Ombudsman Jateng ingatkan Disdik harus proaktif tangani aduan pada SPMB

Semarang (ANTARA) - Ombudsman RI Perwakilan Jawa Tengah mendorong Dinas Pendidikan di kabupaten/kota se-provinsi tersebut untuk proaktif dalam menangani aduan masyarakat pada proses sistem penerimaan siswa baru (SPMB) 2026.

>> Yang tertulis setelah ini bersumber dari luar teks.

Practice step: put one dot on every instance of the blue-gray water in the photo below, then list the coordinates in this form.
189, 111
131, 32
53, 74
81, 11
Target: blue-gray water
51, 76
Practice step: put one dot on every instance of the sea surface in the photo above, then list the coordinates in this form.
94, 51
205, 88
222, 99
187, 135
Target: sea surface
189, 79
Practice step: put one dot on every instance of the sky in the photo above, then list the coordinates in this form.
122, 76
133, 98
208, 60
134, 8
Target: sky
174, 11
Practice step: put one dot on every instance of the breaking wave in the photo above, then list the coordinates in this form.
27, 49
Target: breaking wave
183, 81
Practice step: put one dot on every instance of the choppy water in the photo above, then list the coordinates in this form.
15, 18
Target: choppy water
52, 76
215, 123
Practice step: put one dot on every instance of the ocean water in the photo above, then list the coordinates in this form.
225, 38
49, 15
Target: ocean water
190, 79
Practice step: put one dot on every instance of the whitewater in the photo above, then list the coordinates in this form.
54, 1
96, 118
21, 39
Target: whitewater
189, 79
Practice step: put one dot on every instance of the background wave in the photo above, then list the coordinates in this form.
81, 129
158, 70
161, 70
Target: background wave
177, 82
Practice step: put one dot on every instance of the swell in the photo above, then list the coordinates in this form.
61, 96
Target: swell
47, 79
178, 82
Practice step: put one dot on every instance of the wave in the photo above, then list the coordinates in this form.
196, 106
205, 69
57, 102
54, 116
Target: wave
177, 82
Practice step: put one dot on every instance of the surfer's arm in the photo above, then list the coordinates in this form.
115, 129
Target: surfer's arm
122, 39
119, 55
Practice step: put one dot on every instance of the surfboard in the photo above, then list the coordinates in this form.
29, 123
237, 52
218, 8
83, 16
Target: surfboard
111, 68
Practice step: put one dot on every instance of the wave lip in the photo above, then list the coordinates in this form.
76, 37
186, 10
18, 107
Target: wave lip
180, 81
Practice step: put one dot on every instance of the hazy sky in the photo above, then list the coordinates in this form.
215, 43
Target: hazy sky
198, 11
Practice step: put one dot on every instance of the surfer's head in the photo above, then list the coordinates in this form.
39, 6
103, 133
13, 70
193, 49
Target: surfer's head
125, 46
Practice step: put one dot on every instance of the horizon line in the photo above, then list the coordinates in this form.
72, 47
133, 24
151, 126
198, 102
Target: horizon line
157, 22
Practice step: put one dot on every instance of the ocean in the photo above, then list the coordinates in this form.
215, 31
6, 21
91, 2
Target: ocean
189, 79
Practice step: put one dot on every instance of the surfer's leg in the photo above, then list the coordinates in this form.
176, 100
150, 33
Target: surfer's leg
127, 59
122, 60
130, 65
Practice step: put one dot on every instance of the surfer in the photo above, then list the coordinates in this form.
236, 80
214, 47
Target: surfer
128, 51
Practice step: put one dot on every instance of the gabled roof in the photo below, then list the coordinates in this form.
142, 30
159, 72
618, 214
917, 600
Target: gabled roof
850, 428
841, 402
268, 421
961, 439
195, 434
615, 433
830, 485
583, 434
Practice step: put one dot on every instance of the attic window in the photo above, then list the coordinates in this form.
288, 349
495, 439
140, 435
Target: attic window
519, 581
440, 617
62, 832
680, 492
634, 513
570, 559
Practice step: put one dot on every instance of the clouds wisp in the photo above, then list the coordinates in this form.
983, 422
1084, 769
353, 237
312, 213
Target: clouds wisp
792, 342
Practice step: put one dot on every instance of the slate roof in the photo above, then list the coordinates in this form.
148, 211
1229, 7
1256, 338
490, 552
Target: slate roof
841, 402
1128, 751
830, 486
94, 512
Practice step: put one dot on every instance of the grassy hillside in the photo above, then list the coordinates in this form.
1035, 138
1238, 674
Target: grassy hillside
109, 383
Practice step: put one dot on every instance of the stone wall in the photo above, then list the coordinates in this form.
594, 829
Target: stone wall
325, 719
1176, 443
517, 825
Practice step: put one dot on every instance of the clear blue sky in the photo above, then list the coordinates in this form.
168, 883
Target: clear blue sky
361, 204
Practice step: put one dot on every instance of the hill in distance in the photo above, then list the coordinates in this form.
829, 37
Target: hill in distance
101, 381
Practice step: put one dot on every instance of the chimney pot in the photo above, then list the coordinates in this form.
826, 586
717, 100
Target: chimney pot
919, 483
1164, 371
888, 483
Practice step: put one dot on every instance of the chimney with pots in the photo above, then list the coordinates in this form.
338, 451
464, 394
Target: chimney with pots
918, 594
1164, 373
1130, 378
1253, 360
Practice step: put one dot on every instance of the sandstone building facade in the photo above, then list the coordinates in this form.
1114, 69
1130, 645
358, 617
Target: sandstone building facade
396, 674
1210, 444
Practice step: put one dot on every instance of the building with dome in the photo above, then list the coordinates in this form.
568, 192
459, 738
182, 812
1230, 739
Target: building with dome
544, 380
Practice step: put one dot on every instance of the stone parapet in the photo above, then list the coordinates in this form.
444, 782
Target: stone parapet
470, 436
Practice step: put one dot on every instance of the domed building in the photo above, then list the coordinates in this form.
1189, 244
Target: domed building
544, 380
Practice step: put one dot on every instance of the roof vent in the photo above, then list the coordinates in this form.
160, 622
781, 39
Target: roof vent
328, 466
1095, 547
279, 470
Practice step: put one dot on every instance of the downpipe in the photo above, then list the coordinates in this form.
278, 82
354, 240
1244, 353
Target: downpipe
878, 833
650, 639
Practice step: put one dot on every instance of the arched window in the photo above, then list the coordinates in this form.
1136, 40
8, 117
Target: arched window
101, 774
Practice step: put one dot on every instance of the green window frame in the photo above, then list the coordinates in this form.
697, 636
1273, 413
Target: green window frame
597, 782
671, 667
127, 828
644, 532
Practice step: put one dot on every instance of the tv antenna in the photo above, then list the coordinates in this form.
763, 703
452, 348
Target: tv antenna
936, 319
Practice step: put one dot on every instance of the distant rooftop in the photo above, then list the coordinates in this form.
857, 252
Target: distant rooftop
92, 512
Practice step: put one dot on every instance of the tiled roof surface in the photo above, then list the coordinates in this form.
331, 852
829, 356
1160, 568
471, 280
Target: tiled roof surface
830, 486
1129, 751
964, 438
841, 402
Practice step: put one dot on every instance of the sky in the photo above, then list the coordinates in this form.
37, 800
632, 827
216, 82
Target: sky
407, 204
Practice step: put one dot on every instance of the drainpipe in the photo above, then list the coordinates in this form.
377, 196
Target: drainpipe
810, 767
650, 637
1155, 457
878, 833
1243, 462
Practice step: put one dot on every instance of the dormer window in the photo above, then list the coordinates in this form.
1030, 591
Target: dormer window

Kepala Perwakilan Ombudsman Jateng Siti Farida, di Semarang, Selasa, mengatakan bahwa masyarakat dapat mengoptimalkan upaya menyampaikan pengaduan melalui kanal satuan pendidikan maupun Dinas Pendidikan terlebih dahulu.
"Pengaduan kepada Ombudsman sebagai upaya terakhir yang dapat ditempuh masyarakat," katanya saat Rapat Koordinasi Pengawasan SPMB Tahun Ajaran 2026/2027.
Ia mengingatkan bahwa pelaksanaan SPMB sudah semakin dekat sehingga pemerintah daerah harus segera menetapkan petunjuk teknis SPMB sesuai ketentuan Permendikdasmen Nomor 3/2025 tentang Sistem Penerimaan Murid Baru, dan mensosialisasikannya kepada masyarakat.
Seluruh Dinas Pendidikan dan satuan pendidikan diminta untuk memperkuat integritas penyelenggaraan SPMB dengan mengedepankan prinsip keadilan, keterbukaan, keandalan layanan, dan responsivitas terhadap pengaduan masyarakat.
Menurut dia, pelaksanaan SPMB yang transparan dan akuntabel akan meningkatkan kepercayaan masyarakat terhadap pemerintah daerah.
Sebagai salah satu bagian pengawasan, kata dia, Ombudsman Jateng menggelar kegiatan itu untuk memastikan pelaksanaan SPMB berjalan objektif, transparan, akuntabel, adil, dan tanpa diskriminasi.
"Pengawasan SPMB Tahun 2026 telah dimulai sejak Februari dan akan berlangsung hingga Agustus 2026," katanya.
Pengawasan dilakukan melalui pemantauan lapangan, koordinasi dengan pemangku kepentingan, pembukaan posko pengawasan, monitoring isu pendidikan di media massa dan media sosial, hingga mekanisme Respons Cepat Ombudsman (RCO).
Ombudsman Jateng mencatat sektor pendidikan masih menjadi sektor pelayanan publik yang paling banyak dilaporkan masyarakat.
Ia menyebutkan pada 2024 terdapat 147 laporan substansi pendidikan, dengan 75 laporan berkaitan dengan PPDB/SPMB, sedangkan pada 2025 terdapat 129 laporan pendidikan, dengan 59 laporan di antaranya berkaitan dengan PPDB/SPMB.
Berdasarkan hasil pengawasan tahun-tahun sebelumnya, Ombudsman menemukan sejumlah potensi malaadministrasi dalam pelaksanaan PPDB/SPMB, antara lain keterlambatan verifikasi dan validasi data Data Terpadu Kesejahteraan Sosial (DTKS) Jateng untuk jalur afirmasi, penyalahgunaan surat keterangan domisili dan jalur mutasi, ketidaksesuaian titik ordinat domisili.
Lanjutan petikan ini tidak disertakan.